I have been spinning fiber for about 4 years now, starting with a drop spindle and switching to a wheel a couple of years ago. My first wheel was a restored Ashford Traditional that I bought from a friend who had restored it and learned on it and then won a new wheel. I learned on it, using it for a bit more than a year, sold it to mutual friend who is a fellow knitter that wants to learn to spin. When I sold it, I bought an Ashford Kiwi 2 as I wanted a double treadle wheel and used it for nearly a year and sold it to get a wheel that travels better for going to spinning group and for taking when I go to spend a week babysitting with a grand. My new wheel which I have only had for a few weeks is a brand new Kromski Sonata. Getting the new wheel inspired me to work through some of the fiber I had collected and have made undyed Shetland wool yarn that is for sale at Greenberry House (www.greenberryhouse.com) in Meadows of Dan. Then I finished 3 ounces of Merino, spun for a friend.
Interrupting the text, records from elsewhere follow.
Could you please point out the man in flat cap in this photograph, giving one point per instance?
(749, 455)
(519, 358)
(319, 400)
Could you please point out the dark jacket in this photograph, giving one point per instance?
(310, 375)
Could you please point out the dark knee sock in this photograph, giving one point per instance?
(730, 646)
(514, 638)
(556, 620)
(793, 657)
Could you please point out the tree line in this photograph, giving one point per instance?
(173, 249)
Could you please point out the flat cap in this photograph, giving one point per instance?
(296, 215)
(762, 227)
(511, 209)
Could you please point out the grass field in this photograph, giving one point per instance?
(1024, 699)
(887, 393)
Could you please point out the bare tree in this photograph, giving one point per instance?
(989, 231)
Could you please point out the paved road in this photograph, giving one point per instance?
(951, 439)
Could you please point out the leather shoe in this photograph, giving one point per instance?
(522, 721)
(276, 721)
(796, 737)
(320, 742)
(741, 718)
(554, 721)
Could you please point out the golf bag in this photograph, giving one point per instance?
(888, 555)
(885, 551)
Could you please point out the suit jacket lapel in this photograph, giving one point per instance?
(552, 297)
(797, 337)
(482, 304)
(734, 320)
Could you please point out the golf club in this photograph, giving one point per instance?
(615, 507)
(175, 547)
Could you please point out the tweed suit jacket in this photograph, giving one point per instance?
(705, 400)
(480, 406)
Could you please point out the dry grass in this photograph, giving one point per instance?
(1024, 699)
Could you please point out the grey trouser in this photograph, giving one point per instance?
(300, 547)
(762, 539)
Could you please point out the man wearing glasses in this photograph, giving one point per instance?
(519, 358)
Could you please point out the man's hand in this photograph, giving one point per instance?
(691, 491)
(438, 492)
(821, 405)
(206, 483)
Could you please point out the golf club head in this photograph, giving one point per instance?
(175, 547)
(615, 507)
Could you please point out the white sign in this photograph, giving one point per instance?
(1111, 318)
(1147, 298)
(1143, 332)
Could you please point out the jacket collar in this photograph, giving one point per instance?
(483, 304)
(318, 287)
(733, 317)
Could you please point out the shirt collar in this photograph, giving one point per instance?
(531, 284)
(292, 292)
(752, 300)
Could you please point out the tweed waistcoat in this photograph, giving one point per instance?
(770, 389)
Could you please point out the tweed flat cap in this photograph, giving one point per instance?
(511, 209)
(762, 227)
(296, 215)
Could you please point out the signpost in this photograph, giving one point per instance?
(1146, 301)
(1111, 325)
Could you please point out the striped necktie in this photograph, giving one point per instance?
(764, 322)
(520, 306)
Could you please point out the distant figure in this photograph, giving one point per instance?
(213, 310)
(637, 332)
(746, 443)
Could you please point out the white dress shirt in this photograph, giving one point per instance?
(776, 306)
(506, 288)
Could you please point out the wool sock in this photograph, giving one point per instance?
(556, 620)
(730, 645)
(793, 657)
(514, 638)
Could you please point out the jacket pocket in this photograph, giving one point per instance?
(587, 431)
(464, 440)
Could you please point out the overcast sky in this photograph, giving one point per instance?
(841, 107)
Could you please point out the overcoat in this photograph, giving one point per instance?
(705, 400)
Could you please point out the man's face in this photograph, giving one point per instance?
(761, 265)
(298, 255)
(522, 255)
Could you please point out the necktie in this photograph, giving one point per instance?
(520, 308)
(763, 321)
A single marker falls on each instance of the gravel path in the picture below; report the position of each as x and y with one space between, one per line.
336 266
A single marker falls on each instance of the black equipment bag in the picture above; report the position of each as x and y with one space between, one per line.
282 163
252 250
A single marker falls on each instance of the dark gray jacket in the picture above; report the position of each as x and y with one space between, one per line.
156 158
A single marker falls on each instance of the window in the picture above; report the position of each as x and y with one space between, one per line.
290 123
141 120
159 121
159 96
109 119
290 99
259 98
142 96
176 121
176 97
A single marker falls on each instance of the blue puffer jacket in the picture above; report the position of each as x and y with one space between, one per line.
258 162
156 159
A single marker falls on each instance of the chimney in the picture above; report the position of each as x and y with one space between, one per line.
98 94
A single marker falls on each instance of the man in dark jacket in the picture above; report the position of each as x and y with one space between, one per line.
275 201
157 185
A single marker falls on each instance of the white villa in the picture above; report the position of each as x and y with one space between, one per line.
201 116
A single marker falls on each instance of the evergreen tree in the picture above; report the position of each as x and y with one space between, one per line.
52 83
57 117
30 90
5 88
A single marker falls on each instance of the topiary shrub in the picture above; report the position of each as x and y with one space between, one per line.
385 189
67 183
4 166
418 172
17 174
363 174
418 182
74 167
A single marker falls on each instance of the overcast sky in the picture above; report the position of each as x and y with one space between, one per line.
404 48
As spinning is going well, I decided that I was ready to start expanding the yarn making process and wanted to mix some of the Alpaca fleece that I have with some wool that I have, so I bought a set of hand carders from Strauch Fiber Equipment Co. (http://www.strauchfiber.com/) as she is a spinner in the group to which I belong. I have started blending the Caramel colored Alpaca with a light and dark Blue Faced Leicester wool.
Today Jim and I took off for a drive and ended up at Olde Liberty Fiber Faire (www.olfibrefaire.com/). From that I came home with a big red cloud of hand carded Tunis wool and a bag of dark colored Finn X Jacob to spin and a small pot of garnet red dye to try my hand at dyeing my own yarn.
Once I feel that I have a good handle on these skills, my goal is to buy a whole raw fleece, wash it and hand card the locks for spinning into yarn to dye.
I’m sure Jim would have rather spent the day wandering around the Blue Ridge Motorcycle Fest that we passed and watched literally hundreds of motorcyclist headed in that direction, but he spent the day with me.
Tomorrow, my wheel, hand carders, a suitcase packed with clothing, yarn and fiber are headed off for a week of babysitting in Northern Virginia while he stays home and critter sits the 2 dogs, 2 cats, and 20 chickens. I am leaving him with homemade stew, chili, and goulash so he doesn’t have to eat out each night.
Life is an adventure on our mountain farm, and off of it when we take a day trip.